David Bowie - Changes
Suppose you have some data that looks like this.
It might be a time series or some other form of sequential data. It looks like there might be several different regions in the data.The count ranges seems to change somewhere around 25 and maybe again 75 or 80. Assuming there is some underlying process generating the data, we would like to know where do the parameters that control the process change and what are the values of the parameters in each region.

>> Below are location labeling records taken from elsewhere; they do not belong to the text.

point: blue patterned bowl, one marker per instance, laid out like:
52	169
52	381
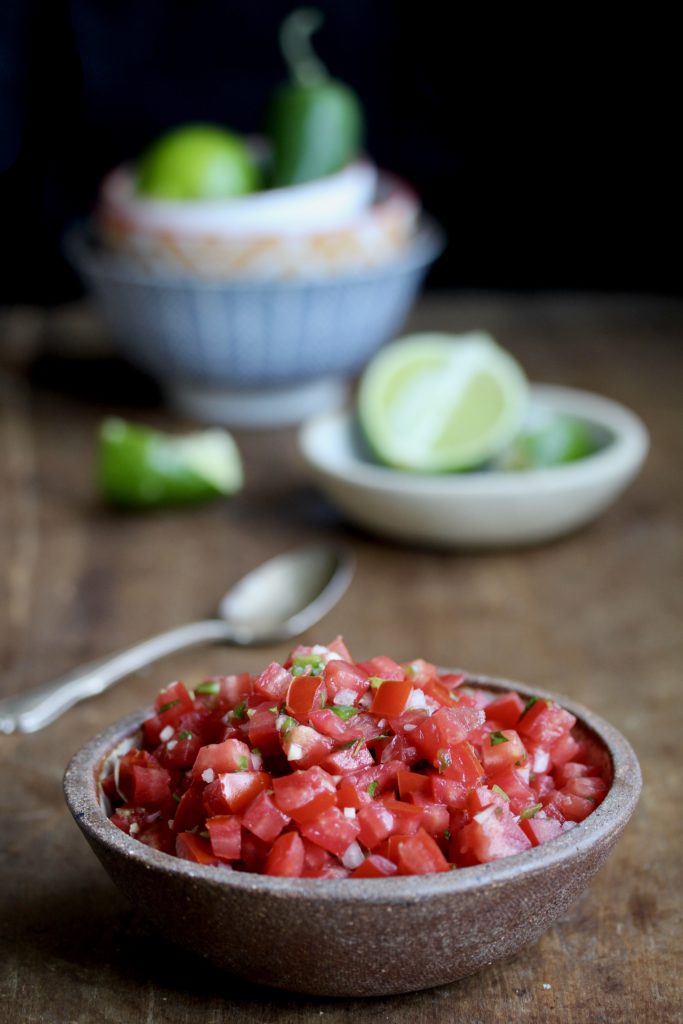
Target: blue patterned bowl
252	352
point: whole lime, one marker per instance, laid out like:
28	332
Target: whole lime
197	161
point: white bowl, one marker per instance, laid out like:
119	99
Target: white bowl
486	508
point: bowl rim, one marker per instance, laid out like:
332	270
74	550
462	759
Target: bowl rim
78	243
625	451
610	816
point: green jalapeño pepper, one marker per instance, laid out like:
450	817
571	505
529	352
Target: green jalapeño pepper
314	122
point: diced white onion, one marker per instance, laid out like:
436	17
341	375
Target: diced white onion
417	698
344	697
352	856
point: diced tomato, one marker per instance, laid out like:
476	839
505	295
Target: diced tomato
286	857
545	722
412	781
141	779
231	755
447	727
449	791
225	836
375	866
233	792
305	748
376	822
254	851
332	830
419	854
191	847
273	683
340	677
434	817
540	829
390	698
262	730
293	793
563	750
506	710
348	759
287	772
305	693
503	750
327	722
494	834
512	782
264	819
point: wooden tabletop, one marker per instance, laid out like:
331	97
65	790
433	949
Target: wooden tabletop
596	616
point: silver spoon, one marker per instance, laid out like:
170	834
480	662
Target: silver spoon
276	601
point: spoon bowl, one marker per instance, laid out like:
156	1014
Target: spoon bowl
275	601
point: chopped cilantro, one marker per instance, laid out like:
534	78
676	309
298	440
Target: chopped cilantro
168	707
211	687
240	711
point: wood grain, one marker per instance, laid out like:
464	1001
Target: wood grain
596	615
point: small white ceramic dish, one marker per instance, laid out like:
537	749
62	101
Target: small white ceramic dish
480	509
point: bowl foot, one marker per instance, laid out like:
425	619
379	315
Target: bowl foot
262	407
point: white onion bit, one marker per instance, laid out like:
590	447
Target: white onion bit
352	856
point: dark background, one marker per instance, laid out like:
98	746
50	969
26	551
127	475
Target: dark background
545	143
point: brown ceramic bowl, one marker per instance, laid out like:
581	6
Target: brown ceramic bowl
365	936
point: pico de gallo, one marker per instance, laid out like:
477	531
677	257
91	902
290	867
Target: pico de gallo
327	768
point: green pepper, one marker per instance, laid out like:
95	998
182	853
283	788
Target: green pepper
143	468
315	122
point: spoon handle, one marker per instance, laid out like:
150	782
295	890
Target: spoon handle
35	709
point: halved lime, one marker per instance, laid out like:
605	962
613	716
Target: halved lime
436	402
142	468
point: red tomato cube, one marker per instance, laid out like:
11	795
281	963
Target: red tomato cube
225	836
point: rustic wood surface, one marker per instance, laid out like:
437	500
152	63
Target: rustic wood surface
596	615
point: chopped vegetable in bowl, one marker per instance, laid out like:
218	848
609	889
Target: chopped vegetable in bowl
323	767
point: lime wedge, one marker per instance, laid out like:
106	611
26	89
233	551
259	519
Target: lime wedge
142	468
548	439
435	402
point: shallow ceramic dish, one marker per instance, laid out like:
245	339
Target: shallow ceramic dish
357	937
484	508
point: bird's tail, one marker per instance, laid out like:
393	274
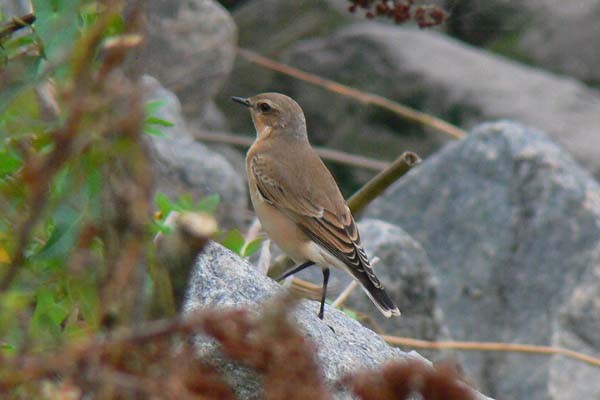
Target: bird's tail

This is toy data generated by this function:
"""
generateSeq - generate a sequence of Poisson distributed data with changes in mean at
specified points
arguments:
length - the total sequence length
cps - change point location
lambdas - mean of data for each segment
returns;
seq - a numpy array of values at each position in the sequence
Note:
This function does no error checking. len(lambdas) must = len(cps) +1
"""
def generateSeq(length, cps, lambdas):
seq = np.zeros(length)
cps2 = [0] + cps + [length-1] # add a fictitious cp at beginning and end of sequence
for i in range(len(cps2)-1):
seq[cps2[i]:(cps2[i+1]+1)] = np.random.poisson(lambdas[i], size = cps2[i+1] - cps2[i] + 1)
return seq
This problem is called change point detection. The grim classic example of this type of problem involves when the rate of coal mining disasters changed during the period from 1851 to 1962. The idea behind change point detection is to assume that the data is drawn from some underlying probability distribution, maybe normal, Poisson, or some other probability distribution. The underlying distribution has some parameters. At some points, the parameter values change. Think of a machine spitting out values. every once in a while someone changes the settings on the machine.
Since the y axis is labeled "counts", a natural choice for the underlying distribution would be Poisson. The Poisson distribution expresses the probability of a given number of events occurring in a fixed interval if these events occur with a known rate and independently of the time since the last event. In fact, since this toy data, the values were generated by simulating draws from a Poisson distribution.
The Poisson probability mass function is
\[P(k;\lambda ) = \frac{{{\lambda ^k}{e^{ - \lambda }}}}{{k!}}\,k = 0,1,2...\]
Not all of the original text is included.